All of our daily lives are influenced by machinery: When I wake up in the morning I have a shower (steam engine), next I get dressed (cotton gin) and I walk downstairs to the kitchen to eat my breakfast. A kitchen involves an oven, stove, microwave, toaster and refrigerator (all electricity), after breakfast my mother drives me to school (automobile). At school there are computers, pianos, overhead projectors and plows for maintaining the playing field. After my mother drives me home from school I sit on the couch and watch television, and while I"m doing my homework I listen to music. These are just some of the many simple uses of machinery in an ordinary persons life.
Webster's defines a machine as: apparatus usually powered by electricity, designed to perform a particular task; vehicle, such as an automobile or aircraft; controlling system an organization.

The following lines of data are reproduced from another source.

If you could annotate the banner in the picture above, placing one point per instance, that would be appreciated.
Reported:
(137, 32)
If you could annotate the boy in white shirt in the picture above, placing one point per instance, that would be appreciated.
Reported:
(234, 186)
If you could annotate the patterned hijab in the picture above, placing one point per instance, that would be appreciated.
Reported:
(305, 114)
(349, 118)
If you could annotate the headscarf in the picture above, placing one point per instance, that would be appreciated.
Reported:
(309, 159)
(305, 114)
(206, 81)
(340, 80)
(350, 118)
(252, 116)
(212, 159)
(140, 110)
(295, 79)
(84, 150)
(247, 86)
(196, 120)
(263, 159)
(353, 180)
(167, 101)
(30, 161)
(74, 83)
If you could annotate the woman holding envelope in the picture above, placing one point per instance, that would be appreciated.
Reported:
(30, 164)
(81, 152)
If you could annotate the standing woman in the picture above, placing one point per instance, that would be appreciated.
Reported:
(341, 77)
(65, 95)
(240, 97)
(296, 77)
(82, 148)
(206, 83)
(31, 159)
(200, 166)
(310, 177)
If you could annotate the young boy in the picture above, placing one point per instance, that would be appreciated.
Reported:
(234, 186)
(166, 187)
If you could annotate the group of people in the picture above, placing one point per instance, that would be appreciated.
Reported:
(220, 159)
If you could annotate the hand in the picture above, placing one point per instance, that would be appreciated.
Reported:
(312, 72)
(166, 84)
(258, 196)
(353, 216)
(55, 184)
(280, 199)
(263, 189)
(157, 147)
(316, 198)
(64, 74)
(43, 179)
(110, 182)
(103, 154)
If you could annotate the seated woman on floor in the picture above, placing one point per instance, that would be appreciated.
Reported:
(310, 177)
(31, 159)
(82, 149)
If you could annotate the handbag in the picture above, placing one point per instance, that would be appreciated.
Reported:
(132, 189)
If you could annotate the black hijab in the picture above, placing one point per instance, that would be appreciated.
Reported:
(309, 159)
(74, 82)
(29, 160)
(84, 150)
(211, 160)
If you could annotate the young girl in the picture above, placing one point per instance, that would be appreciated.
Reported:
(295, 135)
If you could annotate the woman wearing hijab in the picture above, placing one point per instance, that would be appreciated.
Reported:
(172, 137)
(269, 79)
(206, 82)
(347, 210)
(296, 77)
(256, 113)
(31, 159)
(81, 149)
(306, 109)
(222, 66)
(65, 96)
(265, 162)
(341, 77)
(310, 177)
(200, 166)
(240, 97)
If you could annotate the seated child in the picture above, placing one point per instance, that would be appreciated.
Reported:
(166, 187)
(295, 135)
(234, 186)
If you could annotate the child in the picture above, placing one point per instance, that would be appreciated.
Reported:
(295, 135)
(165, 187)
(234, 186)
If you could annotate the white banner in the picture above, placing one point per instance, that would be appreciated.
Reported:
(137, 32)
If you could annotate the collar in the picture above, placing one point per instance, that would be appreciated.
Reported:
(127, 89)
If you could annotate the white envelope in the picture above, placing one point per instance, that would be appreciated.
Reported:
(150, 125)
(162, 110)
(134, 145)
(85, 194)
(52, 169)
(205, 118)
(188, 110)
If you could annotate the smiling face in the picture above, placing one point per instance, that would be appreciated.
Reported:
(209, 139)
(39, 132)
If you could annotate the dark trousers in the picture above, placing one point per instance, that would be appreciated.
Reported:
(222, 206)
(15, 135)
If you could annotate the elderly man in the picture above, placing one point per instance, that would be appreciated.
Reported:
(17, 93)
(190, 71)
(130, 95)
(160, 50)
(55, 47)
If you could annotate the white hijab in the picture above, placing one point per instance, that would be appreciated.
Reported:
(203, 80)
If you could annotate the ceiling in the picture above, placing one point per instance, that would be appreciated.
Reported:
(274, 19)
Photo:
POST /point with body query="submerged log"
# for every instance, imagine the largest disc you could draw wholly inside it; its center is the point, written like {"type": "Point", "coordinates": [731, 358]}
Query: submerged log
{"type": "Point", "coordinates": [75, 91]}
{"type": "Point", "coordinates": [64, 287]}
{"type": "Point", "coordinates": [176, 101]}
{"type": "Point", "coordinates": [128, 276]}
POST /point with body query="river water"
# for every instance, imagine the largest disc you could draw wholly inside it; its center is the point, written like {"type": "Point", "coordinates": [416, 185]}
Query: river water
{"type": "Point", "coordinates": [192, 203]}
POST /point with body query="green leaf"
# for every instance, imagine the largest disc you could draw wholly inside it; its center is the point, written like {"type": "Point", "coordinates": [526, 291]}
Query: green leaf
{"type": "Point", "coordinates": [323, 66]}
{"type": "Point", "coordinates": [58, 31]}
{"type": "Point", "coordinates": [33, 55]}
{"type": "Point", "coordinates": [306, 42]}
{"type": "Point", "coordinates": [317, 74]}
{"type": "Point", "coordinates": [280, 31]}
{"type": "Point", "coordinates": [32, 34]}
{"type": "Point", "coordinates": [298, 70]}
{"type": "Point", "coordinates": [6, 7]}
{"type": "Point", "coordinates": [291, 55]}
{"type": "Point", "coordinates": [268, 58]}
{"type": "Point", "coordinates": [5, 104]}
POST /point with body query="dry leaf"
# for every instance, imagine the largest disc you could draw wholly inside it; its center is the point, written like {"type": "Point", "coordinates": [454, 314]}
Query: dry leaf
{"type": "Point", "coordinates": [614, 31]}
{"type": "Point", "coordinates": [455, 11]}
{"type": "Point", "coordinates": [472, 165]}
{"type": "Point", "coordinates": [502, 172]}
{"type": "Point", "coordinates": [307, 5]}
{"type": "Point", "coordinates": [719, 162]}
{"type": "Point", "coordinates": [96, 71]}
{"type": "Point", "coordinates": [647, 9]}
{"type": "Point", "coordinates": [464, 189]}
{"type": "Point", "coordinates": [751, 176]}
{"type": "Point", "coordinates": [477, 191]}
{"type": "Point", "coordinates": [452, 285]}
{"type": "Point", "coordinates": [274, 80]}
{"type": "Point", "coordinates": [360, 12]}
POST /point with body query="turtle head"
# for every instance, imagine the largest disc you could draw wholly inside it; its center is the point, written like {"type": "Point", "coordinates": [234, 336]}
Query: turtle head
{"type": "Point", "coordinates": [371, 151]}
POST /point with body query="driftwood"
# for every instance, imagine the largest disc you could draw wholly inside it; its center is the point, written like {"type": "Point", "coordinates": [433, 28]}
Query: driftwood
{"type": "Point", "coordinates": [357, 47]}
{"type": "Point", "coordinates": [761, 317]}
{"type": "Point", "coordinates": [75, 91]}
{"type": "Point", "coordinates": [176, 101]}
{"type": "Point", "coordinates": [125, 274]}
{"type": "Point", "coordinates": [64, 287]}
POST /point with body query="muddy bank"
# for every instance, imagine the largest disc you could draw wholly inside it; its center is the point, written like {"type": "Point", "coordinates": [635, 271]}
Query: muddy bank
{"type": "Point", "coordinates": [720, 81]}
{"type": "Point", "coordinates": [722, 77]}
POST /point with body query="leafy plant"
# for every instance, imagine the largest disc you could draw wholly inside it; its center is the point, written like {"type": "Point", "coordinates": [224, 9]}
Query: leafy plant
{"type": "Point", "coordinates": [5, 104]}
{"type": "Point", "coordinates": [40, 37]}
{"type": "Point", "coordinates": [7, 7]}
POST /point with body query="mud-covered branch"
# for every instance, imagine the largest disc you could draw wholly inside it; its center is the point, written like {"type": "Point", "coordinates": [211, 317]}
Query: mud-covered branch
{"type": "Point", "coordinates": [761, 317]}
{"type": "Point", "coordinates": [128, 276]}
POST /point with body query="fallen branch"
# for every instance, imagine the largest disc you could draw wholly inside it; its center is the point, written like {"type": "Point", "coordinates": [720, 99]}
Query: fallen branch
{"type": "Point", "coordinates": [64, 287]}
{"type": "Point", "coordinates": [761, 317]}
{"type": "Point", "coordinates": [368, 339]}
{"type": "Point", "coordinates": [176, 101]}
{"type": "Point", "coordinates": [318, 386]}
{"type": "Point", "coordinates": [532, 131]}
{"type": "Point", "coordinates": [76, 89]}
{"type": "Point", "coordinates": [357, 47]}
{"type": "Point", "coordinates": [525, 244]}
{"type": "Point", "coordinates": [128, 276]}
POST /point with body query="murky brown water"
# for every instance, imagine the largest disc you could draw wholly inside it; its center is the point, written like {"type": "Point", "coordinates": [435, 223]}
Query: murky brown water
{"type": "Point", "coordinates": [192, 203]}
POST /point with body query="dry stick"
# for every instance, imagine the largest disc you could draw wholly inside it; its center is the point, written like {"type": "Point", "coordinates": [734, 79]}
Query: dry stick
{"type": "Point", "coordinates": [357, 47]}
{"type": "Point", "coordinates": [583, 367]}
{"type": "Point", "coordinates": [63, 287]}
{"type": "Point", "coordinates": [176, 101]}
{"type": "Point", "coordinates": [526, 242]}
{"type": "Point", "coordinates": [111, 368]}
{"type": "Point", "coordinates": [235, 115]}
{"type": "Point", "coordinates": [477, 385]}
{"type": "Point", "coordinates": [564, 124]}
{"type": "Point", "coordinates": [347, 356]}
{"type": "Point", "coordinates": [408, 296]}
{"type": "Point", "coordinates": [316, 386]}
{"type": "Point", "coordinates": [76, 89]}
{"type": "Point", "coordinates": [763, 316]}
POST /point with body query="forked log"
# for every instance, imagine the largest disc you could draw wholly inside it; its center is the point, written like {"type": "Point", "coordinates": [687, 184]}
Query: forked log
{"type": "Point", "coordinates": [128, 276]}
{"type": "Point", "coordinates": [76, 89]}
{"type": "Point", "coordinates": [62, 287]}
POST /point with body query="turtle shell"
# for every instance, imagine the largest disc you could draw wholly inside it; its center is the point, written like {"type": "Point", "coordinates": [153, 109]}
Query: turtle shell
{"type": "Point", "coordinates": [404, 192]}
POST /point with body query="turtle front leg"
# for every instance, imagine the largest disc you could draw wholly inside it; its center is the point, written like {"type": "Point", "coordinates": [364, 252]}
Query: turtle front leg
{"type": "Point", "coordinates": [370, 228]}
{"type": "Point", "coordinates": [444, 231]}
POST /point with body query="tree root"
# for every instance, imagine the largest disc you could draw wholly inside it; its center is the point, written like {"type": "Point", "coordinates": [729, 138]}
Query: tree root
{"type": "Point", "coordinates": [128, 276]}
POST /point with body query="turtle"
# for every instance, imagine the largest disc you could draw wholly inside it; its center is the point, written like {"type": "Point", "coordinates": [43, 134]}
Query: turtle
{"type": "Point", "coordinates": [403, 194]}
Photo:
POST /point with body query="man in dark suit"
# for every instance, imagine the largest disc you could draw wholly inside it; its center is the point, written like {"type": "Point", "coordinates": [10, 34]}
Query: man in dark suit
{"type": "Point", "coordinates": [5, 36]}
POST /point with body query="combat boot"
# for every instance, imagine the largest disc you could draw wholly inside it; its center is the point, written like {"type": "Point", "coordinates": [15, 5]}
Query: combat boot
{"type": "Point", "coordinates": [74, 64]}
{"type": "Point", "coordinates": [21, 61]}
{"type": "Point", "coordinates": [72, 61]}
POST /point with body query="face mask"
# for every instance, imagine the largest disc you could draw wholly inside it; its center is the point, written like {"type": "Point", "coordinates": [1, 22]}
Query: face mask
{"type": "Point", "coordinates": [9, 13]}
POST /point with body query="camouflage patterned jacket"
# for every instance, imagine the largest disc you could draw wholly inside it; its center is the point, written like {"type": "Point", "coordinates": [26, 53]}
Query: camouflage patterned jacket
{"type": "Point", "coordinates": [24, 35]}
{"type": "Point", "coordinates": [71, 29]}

The Industrial Revolution began the expansion of Western Europe and worldwide development. Since the Industrial Revolution people have been focusing on making inventions and simplifying life for themselves and others. Manufacture began in 1698 when Thomas Savery invented the very first crude steam engine. Steam engines powered all early locomotives, steamboats and factories, and therefore acted as the foundation of the Industrial Revolution. Following his invention came great social change as one machine could supply entire cities with river water in the most convenient ways.
Eli Whitney created a machine in 1793, which changed life in America for the better. He constructed a machine called the cotton gin; it quickly and easily separated cottonseed from cotton fiber. Whitney's cotton gin was capable of maintaining an output of 23 kg of cleaned cotton per day.